Un tale accertamento, posto dalla Corte territoriale a fondamento autonomo del rigetto delle domande, non è stato specificatamente impugnato in questa sede dal ricorrente, il quale si limita, col quinto motivo, a censurare la mancata ammissione di C.T.U. tesa ad accertare genericamente l’entità del danno patito e il nesso causale di tale danno con gli eventi criminosi.
Se una tale censura può essere tutt’al più riferita all’accertamento della sentenza sopra indicato quanto al danno alla salute (accertamento autonomamente rilevante e peraltro non investito direttamente e specificatamente dal ricorso, come sarebbe stato necessario), va comunque rilevato che la mancata considerazione della relativa istanza istruttoria da parte della Corte territoriale appare pienamente giustificata dal fatto che l’unica deduzione di sostegno in proposito rilevata dai giudici di merito (pag. 2 della sentenza) e l’unica specifica risultante dallo stesso ricorso per cassazione (seconda pagina del ricorso, mentre gli ulteriori richiami a certificati medici prodotti, effettuata nel quinto motivo, è del tutto generica, non rispettando la regola della autosufficienza del ricorso) è quella di un “disturbo da stress post-traumatico con deflessione dell’umore”, accertato tre giorni dopo la prima rapina con sequestro di persona e che come tale non meritava alcun accertamento aggiuntivo utile per le finalità del ricorso introduttivo. Tanto più che i giudici di merito hanno comunque accertato che alle successive tre rapine in banca non era provato che fosse presente il M.R. e anche tale accertamento non è stato da questi specificamente contestato.

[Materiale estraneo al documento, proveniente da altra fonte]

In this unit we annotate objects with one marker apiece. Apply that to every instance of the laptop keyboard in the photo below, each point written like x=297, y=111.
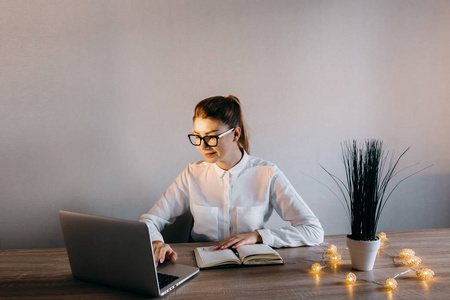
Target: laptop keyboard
x=165, y=279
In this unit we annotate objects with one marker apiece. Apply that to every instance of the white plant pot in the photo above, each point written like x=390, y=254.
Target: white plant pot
x=363, y=253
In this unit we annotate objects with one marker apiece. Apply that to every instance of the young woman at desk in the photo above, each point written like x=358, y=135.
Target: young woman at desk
x=231, y=194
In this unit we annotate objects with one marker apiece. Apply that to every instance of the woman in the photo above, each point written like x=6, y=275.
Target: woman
x=231, y=194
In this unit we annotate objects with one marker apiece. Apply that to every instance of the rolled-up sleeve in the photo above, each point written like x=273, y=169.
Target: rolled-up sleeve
x=305, y=228
x=173, y=203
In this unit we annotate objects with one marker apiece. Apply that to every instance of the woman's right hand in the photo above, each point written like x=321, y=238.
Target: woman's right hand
x=162, y=252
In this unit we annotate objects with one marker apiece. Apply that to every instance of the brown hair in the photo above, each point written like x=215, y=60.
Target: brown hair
x=226, y=109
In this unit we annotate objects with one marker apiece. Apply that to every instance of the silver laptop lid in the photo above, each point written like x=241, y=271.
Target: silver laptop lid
x=114, y=252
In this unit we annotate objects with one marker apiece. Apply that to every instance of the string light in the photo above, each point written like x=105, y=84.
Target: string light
x=391, y=283
x=407, y=256
x=405, y=253
x=316, y=267
x=350, y=278
x=424, y=273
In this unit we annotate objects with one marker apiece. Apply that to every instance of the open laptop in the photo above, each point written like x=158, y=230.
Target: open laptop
x=118, y=253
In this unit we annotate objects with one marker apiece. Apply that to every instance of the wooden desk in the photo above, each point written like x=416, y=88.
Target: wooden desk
x=45, y=274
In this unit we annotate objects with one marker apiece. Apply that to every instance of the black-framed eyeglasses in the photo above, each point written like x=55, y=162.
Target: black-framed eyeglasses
x=209, y=140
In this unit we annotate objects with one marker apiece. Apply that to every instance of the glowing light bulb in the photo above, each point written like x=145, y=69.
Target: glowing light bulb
x=350, y=278
x=412, y=261
x=424, y=273
x=406, y=253
x=332, y=249
x=391, y=283
x=316, y=267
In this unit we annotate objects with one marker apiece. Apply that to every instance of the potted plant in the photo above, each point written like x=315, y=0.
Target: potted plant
x=369, y=172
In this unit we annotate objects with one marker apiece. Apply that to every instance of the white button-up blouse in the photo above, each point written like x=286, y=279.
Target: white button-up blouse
x=239, y=200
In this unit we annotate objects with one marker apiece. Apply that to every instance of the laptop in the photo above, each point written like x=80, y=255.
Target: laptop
x=118, y=253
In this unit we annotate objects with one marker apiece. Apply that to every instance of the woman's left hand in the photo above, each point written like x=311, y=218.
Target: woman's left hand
x=238, y=240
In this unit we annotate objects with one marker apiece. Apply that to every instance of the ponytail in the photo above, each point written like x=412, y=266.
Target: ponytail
x=227, y=110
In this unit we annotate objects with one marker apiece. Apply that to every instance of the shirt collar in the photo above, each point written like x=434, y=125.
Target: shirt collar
x=234, y=171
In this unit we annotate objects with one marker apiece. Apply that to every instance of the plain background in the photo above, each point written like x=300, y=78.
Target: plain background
x=97, y=98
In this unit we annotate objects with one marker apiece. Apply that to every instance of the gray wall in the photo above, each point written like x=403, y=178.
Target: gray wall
x=97, y=98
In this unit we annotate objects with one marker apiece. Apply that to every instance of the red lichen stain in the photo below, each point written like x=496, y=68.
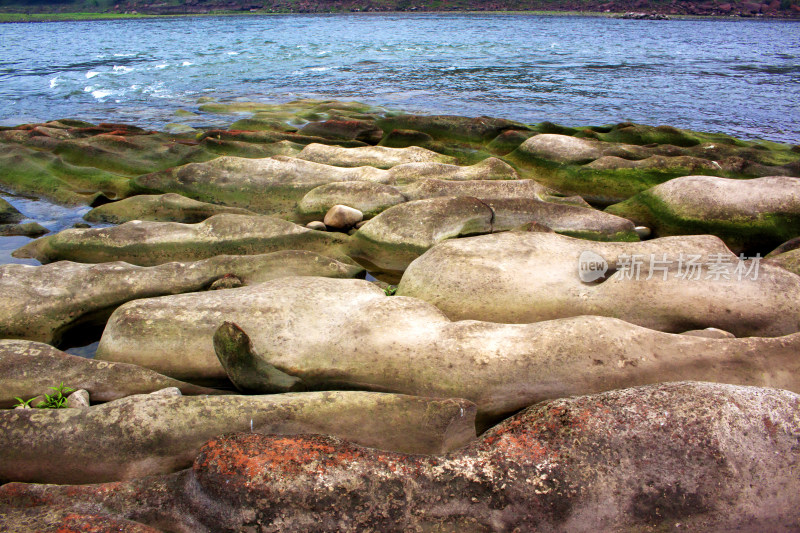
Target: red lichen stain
x=91, y=523
x=771, y=427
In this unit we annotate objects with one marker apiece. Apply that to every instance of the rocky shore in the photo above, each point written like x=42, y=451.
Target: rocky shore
x=335, y=317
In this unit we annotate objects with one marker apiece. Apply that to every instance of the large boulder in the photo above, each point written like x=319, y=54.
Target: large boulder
x=391, y=240
x=676, y=456
x=574, y=150
x=29, y=369
x=43, y=303
x=749, y=215
x=269, y=186
x=154, y=434
x=670, y=284
x=368, y=197
x=373, y=156
x=155, y=243
x=366, y=339
x=786, y=256
x=159, y=208
x=434, y=188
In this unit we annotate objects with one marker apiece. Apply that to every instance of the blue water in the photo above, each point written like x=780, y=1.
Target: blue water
x=735, y=76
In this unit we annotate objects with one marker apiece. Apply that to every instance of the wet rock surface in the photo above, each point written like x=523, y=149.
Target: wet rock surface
x=44, y=303
x=282, y=342
x=154, y=243
x=526, y=277
x=707, y=457
x=29, y=369
x=517, y=276
x=154, y=434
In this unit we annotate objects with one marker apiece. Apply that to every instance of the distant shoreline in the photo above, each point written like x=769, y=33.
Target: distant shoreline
x=19, y=18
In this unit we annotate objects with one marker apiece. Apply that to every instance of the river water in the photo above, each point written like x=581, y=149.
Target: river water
x=735, y=76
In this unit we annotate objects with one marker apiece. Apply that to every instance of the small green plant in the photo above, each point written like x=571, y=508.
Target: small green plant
x=23, y=403
x=56, y=400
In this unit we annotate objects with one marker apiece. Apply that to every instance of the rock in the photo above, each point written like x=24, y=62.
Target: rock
x=391, y=240
x=406, y=138
x=270, y=186
x=711, y=333
x=359, y=130
x=228, y=281
x=693, y=456
x=29, y=229
x=786, y=256
x=695, y=282
x=9, y=214
x=154, y=434
x=373, y=156
x=574, y=150
x=489, y=169
x=160, y=208
x=452, y=128
x=317, y=225
x=368, y=197
x=28, y=369
x=44, y=303
x=342, y=217
x=401, y=344
x=275, y=185
x=749, y=215
x=496, y=189
x=155, y=243
x=168, y=392
x=78, y=399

Alle considerazioni svolte consegue l’inammissibilità del ricorso, la fondatezza delle cui censure non potrebbe infatti condurre all’annullamento della sentenza impugnata.
Sono seguite le rituali comunicazione e notifica della suddetta relazione, unitamente al decreto di fissazione della presente udienza in camera di consiglio.
Il Collegio condivide il contenuto della relazione, che il contenuto dell’ultima memoria non appare in grado di contrastare in maniera efficace.
Il ricorso va pertanto dichiarato inammissibile, con le normali conseguenze in ordine al regolamento delle spese, operato, con la relativa liquidazione, in dispositivo.
P.Q.M.
La Corte dichiara inammissibile il ricorso e condanna il ricorrente a rimborsare alla Banca le spese di questo giudizio, liquidate in E. 30,00 per esborsi ed E. 6.000,00, oltre 12,50%, IVA e CPA, per onorari.